The building flooded today will remain underwater for 24 hours before water is pumped away and approaches to drying the walls are tested.
Research team leader Dr Patricia Shaw said the aim of the research was to get residents back into their homes faster and reduce flooding's financial impact.
"Flood damage has never been tested in a systematic, rigorous, quantifiable way. This project gives us the opportunity to test how effective we can be in reducing significant water damage."
Four small-scale houses have been built at the BRANZ headquarters and the first, flooded in February, is already yielding results.
"Where ventilation holes were cut into the wall, the insulation and framing was visibly drier than where the lining was left intact. Where there was no ventilation, mould developed behind the skirting boards," Dr Shaw said.
"One surprising observation was that, after six weeks, insulation still held water in the lower part of the wall, more so when there was no ventilation. In the closed walls, the framing was still visibly wet."
The damage resembles what many New Zealanders may already have experienced.
According to BRANZ, data from the Ministry of Civil Defence has shown flooding causes $125 million worth of damage a year - with about 1086 houses affected.
BRANZ materials team leader Nick Marston said he hoped the company's project would deliver useful information for home owners.
"Really what we're hoping to get out of this is some good information that we can share with home owners, with the industry, around making smart decisions around specifying more floodwater-resistant materials.
"And also, if you are unfortunate enough to get flooded, to give you some good quality information about what the best thing is to do to dry your house out and get your house rehabitable as quickly as possible."

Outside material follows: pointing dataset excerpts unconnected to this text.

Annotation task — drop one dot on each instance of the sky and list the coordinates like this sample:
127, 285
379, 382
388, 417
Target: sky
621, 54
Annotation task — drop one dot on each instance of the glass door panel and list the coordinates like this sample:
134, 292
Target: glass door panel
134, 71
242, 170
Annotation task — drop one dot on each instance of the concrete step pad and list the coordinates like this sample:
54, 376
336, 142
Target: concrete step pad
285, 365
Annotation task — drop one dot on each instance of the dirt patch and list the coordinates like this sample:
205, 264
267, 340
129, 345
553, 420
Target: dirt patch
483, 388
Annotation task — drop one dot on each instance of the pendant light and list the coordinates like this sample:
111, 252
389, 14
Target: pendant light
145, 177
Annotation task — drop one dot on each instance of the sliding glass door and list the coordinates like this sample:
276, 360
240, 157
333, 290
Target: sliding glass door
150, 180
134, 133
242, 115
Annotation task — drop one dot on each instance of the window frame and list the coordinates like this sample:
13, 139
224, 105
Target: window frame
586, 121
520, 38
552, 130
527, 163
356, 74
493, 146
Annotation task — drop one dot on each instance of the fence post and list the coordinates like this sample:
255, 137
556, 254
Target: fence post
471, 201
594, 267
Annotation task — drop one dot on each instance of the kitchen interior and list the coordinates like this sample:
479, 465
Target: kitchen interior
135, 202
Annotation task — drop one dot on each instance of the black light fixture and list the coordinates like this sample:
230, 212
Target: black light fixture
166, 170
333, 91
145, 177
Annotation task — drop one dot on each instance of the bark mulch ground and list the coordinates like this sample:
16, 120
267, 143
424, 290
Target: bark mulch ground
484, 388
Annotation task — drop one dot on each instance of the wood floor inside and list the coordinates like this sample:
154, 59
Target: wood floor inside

Wellington Region Emergency Management Office spokesperson Bruce Pepperell said flooding was a large risk, with two significant floods in the region in the last three months.

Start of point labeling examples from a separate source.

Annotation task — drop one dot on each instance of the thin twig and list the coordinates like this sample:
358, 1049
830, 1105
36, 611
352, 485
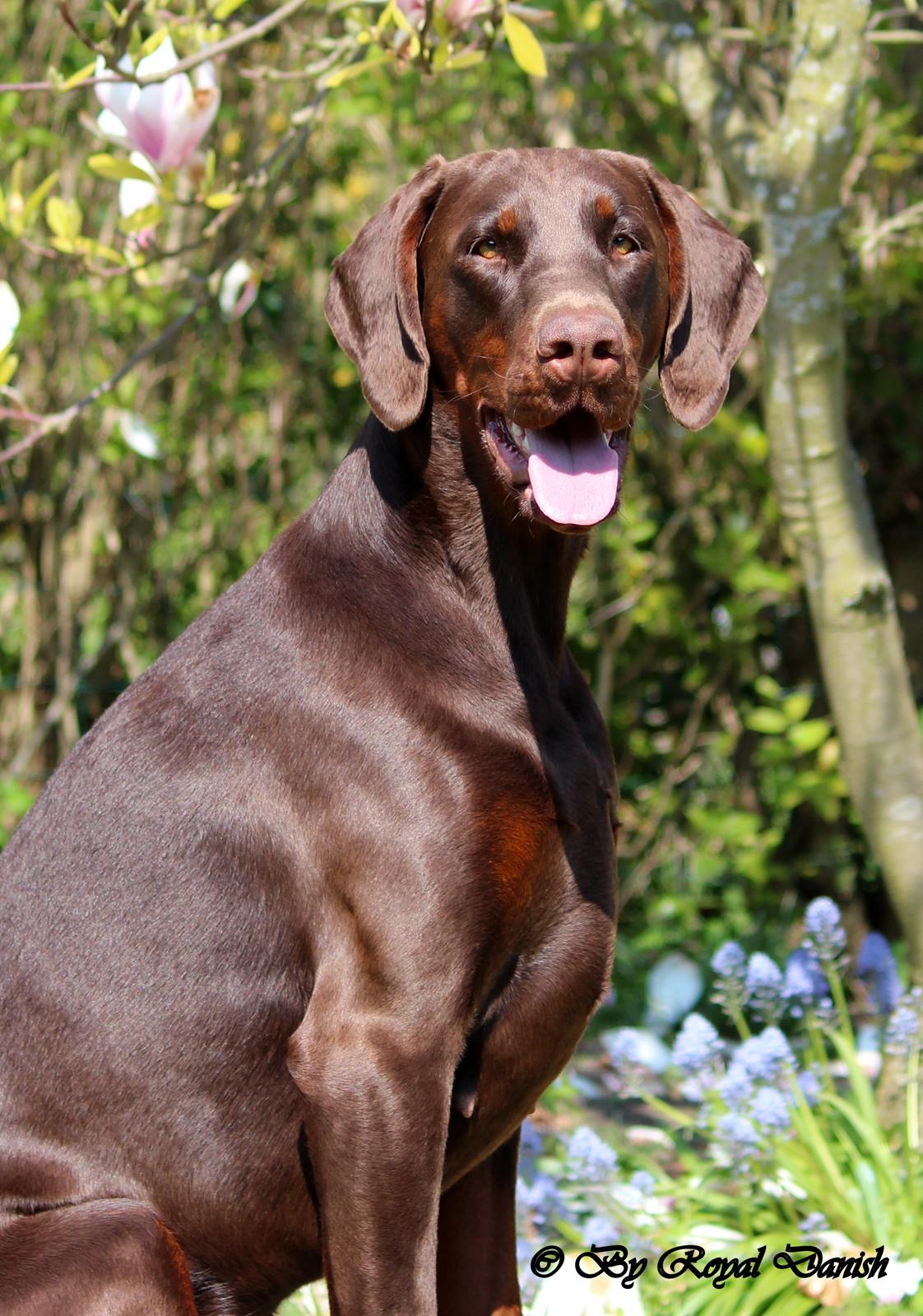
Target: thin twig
201, 57
61, 420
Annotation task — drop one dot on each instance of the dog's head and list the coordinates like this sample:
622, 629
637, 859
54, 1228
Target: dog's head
534, 290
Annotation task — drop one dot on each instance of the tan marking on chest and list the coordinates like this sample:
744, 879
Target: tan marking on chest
515, 840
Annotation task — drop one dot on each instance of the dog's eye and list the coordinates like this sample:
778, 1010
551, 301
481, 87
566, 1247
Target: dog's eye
486, 248
623, 245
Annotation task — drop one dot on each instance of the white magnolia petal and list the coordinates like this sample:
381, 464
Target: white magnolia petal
138, 436
160, 61
10, 315
135, 194
166, 120
232, 285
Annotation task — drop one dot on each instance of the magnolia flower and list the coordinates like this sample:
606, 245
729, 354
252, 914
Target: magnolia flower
239, 290
675, 985
138, 434
136, 195
457, 12
10, 315
166, 120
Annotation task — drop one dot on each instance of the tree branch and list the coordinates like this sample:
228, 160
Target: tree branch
58, 421
219, 48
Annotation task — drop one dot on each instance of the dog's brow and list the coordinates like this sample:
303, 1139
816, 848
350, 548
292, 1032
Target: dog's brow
506, 221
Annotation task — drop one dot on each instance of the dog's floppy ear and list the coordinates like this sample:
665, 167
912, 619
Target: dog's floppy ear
715, 299
373, 303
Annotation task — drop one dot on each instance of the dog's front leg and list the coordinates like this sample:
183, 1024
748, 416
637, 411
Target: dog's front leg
477, 1239
375, 1077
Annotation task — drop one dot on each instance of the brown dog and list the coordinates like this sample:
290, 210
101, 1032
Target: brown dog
300, 931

"We sometimes think of the infrastructure but it's the impact on people which is important. Anything like this is going to give people a little bit more surety their loss is going to be lowered or perhaps eliminated."
He said, if it could help people move on and recover faster, it would be a great result for communities and insurers.
With a fourth house due to be flooded next year, Mr Marston said future tests would see these buildings flooded again as researchers explore different drying methods and materials.
"They're all destined for a hard life."